FREUD. love, MoMA

Bella, 1987

The Museum of Modern Art‘s website is really quite full of interesting stuff!  Granted, I’m not a gigantic fan of all their infamous “modern” content, but it’s really fascinating to see how technologically savvy museums have become.  There are a load of different interactive multimedia channels on the site (whoa), and I immediately zoomed in on the one featuring Lucien Freud‘s etching and paintings.

Not only does the site feature some fantastic reproductions of his works, there are photos of Freud himself at work! It’s always nice to see the eyes behind the creation.  The MoMA includes a few little chapters or sections to divide the images, each with a brief description, a couple quotes from the artist, AND a short audio recording of Freud speaking about the topic.

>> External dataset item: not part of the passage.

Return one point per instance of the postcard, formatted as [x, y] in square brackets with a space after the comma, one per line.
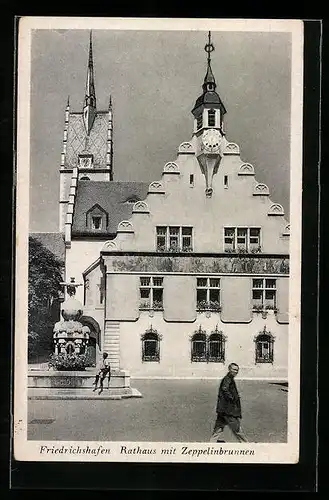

Overall, I really adore Freud’s work.  There is such movement in every inch of the body! Every face is a landscape.  The excitement of his brushstrokes, contrast of skin tones, and the odd angles of observation make even a simple portrait something fascinating. My favorite pieces are those in which he approaches the background with as much care as the foreground. That isn’t to say that the background has the same amount of detail but that he considers it with the foreground.  In some works, the background is blank, and the subject seems to be floating in space.  Or the texture behind the figure is so simple and abandoned that it sticks out as being entirely separate from the subject.  Suddenly, there are two paintings in one frame (or two frames of mind in one painting).  Yet, even when this occurs, there remains significant value in the painting, because he so successfully transfers his own fascination with bodily contours to viewer.  Beautiful!